Erasmus is our narrator here, one with a refreshing emotional intelligence we might not entirely expect from a true 19th century Man of Science (but wouldn't it be great if we could? This novel answers YES) as he resolves to pay proper attention, for once, to the staff and underlings who will make his research possible. He thus gives us portraits of all the crew of the Narwhal, from the newly-recruited young cook, Ned (only survivor of a large Irish family who fled the potato famine) to the irascible Captain Tyler to the remarkable and Dr. Maturin-esque (for you Patrick O'Brian fans) Dr. Boerhaave as they journey north, seek traces of the Franklin Expedition, encounter various Inuits (herein referred to by the 19th century term and spelling of "Esquimaux") and spend a terrible winter frozen in place when Zeke springs on them that their more important aim was always to find the fabled Northwest Passage* and nobody's going home until they try.
Interspersed with Erasmus' first-person accounts are brief looks in at the lives of Erasmus' sister Lavinia, Zeke's fiancee, and her live-in companion Alexandra, as they wait for the return of Our Heroes.

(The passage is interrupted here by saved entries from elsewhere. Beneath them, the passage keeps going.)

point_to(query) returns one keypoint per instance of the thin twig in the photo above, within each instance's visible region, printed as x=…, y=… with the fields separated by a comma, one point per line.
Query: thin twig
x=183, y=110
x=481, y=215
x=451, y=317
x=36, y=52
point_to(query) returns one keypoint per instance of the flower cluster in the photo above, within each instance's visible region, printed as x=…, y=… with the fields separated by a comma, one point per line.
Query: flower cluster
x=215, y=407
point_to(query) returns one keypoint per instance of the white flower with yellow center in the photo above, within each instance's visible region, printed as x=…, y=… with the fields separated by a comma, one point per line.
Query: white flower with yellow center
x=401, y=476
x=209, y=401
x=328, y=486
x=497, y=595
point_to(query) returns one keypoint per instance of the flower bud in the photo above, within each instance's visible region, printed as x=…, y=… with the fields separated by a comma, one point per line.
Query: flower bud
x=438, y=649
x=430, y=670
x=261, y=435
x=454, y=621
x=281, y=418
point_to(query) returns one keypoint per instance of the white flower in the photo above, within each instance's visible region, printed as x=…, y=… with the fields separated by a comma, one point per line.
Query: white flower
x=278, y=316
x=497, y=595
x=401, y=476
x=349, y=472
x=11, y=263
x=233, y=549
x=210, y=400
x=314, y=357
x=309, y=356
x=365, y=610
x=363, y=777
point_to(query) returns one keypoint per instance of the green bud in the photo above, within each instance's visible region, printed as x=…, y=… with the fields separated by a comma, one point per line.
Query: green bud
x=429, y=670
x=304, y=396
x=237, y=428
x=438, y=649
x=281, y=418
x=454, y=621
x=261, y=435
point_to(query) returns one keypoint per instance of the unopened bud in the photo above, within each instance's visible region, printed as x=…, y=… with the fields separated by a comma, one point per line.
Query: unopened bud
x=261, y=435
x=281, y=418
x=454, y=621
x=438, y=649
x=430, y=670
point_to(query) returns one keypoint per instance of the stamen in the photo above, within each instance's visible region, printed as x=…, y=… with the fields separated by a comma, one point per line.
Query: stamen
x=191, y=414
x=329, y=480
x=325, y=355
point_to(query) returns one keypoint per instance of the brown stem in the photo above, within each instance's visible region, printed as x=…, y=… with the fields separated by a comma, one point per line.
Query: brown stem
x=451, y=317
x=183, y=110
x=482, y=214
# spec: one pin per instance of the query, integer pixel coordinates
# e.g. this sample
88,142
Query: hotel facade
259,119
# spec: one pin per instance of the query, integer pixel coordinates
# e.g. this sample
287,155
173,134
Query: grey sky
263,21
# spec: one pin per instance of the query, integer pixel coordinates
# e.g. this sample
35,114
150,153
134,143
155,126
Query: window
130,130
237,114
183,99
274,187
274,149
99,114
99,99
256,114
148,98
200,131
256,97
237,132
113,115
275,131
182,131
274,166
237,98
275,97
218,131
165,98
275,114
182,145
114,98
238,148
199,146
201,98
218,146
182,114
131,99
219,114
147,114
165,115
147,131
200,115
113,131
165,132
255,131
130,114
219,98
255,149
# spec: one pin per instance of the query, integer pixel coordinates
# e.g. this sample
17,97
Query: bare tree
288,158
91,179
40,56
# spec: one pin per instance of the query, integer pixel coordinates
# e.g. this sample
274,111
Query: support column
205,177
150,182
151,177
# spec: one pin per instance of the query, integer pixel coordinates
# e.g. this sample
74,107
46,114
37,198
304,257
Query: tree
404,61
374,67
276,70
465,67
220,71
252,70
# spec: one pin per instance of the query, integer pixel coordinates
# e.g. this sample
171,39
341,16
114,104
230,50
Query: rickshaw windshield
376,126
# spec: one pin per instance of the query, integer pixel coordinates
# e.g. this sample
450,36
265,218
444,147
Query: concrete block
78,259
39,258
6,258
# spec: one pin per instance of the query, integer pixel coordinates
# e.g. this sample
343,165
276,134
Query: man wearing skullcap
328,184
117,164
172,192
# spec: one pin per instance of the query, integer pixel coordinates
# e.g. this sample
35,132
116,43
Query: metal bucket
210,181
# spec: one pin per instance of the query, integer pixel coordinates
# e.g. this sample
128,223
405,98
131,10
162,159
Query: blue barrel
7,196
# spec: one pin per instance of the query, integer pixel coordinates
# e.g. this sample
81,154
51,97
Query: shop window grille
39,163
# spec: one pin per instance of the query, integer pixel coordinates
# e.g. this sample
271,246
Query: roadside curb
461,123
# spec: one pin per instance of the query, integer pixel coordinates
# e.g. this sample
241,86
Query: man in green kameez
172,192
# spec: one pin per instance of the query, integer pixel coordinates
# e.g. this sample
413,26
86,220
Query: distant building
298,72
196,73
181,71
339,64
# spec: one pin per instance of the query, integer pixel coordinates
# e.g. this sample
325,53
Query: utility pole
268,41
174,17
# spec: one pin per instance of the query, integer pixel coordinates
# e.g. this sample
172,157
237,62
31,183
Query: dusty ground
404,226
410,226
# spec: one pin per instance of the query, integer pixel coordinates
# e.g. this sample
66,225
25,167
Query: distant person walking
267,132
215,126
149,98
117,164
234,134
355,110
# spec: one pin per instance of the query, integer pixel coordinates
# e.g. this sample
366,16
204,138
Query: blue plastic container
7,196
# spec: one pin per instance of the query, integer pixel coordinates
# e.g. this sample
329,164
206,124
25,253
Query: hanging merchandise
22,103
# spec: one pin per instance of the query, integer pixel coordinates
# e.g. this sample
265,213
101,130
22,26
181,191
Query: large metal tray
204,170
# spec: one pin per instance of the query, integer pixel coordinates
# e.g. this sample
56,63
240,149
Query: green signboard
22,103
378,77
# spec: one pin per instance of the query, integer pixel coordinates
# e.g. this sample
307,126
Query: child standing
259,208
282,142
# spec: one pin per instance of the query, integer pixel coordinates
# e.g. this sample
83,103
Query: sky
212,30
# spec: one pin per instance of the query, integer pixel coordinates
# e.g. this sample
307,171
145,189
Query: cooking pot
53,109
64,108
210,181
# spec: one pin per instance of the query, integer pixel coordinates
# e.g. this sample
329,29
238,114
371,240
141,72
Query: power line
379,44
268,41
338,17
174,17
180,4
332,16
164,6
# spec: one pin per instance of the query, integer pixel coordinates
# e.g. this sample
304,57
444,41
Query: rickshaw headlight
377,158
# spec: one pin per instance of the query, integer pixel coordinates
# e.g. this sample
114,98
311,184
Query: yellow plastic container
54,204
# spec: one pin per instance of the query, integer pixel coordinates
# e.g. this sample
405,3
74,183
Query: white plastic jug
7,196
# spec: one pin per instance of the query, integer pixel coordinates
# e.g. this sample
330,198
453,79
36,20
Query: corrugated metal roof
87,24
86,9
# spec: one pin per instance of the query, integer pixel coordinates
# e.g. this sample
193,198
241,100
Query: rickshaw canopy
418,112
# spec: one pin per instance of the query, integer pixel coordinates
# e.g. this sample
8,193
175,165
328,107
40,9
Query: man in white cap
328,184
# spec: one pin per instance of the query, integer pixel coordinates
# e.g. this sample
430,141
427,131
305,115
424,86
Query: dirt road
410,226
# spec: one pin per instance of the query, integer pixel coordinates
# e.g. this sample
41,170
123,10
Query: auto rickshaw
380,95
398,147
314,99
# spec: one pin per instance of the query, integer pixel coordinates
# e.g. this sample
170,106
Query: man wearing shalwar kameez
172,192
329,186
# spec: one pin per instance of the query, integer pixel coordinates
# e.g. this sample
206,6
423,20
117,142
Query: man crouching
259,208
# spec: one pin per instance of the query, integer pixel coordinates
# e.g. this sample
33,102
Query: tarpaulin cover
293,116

Lavinia pines somewhat conventionally, but Alexandra finagles her way into an apprenticeship as an engraver and winds up helping a publishing firm frantically race to complete a lavish illustrated edition of Elisha Kent Kane's own travel reports of an expedition seeking the Franklin party.
I would gladly have read a whole book dedicated to Alexandra's story; alas, we mostly just get glimpses of this until the novel's final act.
Big thanks to my mother, by the way, who originally stumbled across this gem while looking for books for my dad, who is a hard guy to find reading material for. We still haven't gotten him to read it, by the way. Stubborn!
*It's especially interesting to read about this idea now, in 2018, when it looks more and more likely that this might actually become a reality in my lifetime thanks to climate change. D'oh.